Stocks Not Yet at Bottom, Says Morgan Stanley Analyst Who Predicted ‘Rolling Recession’

For years, Morgan Stanley’s Mike Wilson maintained that a “rolling recession” was visible yet overlooked, even as Wall Street hailed what seemed like a boom. Now, he’s making another contrarian assertion: half the stock market is already in a bear market, the correction has been ongoing for six months, and this week’s panicking investors are late to the reaction.

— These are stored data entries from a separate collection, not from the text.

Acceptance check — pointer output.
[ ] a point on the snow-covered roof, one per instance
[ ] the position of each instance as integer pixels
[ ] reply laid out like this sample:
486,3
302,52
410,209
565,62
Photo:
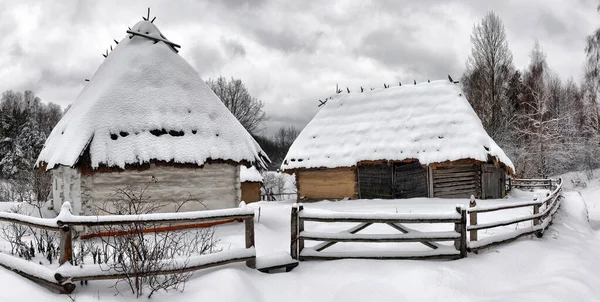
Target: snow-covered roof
250,174
431,122
146,103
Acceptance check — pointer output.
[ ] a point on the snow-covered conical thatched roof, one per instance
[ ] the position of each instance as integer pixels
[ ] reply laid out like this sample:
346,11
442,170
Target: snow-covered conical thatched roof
147,103
431,122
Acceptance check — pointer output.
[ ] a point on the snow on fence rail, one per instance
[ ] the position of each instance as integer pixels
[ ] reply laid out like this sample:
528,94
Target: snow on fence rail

In a note released Monday, Wilson—Morgan Stanley’s chief U.S. equity strategist—argued that the recent dramatic market volatility is not the start of a sell-off. It is closer to the conclusion. “This correction is advanced in both time and price,” he wrote, supporting his claim with a notable data point: 50% of all stocks in the Russell 3000 are now down at least 20% from their 52-week highs, and among S&P 500 components, the figure surpasses 40%.​

Context matters here. Wilson spent years—often alone in his view—arguing that the economy was far weaker for many companies and consumers than headline economic metrics (such as nominal GDP or employment figures) indicated. Instead of a single collapse, he said, weakness spread across sectors—starting with tech, then consumer goods, then the broader economy—meaning traditional recession markers like surging unemployment and plummeting GDP stayed subdued while underlying distress grew. He termed this a “rolling recession.” Most on Wall Street dismissed his perspective.​

His analysis held up. Wilson pinpointed April 2025—the month when the White House’s Liberation Day tariff announcement triggered market capitulation—as the recession’s low point. From there, earnings revision breadth staged a sharp V-shaped recovery, payroll revisions improved, and layoff data peaked and began to decline. The early-cycle recovery he had predicted was underway. Crucially, this recovered, reaccelerating backdrop informs Wilson’s take on current market turbulence.​

This week’s sell-off, he contended, has been a “correction within a bull market”—not the onset of a new downturn. It began last fall, when liquidity tightened, long before crude oil prices surged and the VIX spiked in recent weeks amid the escalation of conflict in Iran. The geopolitical shock acted as a “final push”—the type of capitulatory event that typically signals an end rather than a beginning.​

Data backs up the extent of damage already incurred. Software and services stocks have been the worst affected, with 97% of S&P 500 companies in that sector trading at least 10% below their 52-week highs. Semiconductors, consumer discretionary, and financial services stocks show a similar pattern. The roughly 15% decline of the S&P 500 index from its peak is significant—but it greatly underrepresents how widely the downturn has spread beneath the surface.​

But what if the war continues indefinitely?

What differentiates the current environment from the darker periods of the rolling recession era, according to Wilson, is that the fundamental economic engine is strong. S&P 500 earnings are growing at 13% and accelerating—the opposite of the deteriorating earnings environment that accompanied past oil-shock recessions. Crude prices have risen about 40% year-over-year, well below the 100%+ spikes that have historically derailed business cycles. Fiscal support is robust, with personal income tax refunds up 17% year-over-year, and the Fed has shifted back to an expansionary stance after reducing its balance sheet for much of last year.​

The catch, of course, is that Wilson’s analysis hinges on the Iran conflict remaining contained, oil staying below $100 per barrel, and the geopolitical situation resolving in “weeks, not months.” These are major assumptions given the entrenched nature of the Iran War, which, by all appearances, will last longer than the 3 weeks President Trump publicly projected. History shows geopolitical shocks often defy tidy resolution timelines.

Wilson himself notes that disruptions in the Strait of Hormuz are blocking roughly 20 million barrels per day of tanker traffic, and tapping strategic petroleum reserves will only replace a small portion of that volume. If crude breaks above $100 and stays there for an extended period—which Wilson acknowledges would completely alter his view—the dynamic shifts from a “correction in a bull market” to something more severe. The bear scenario isn’t a distant tail risk. It’s one escalation away.

Critics of Wilson should note one key point: his track record of identifying inflection points. He was correct about the rolling recession when the consensus scoffed. He was right that Liberation Day marked the trough. These calls weren’t flukes—they were grounded in a rigorous framework of leading indicators, earnings revision breadth, and liquidity tracking that most strategists overlooked.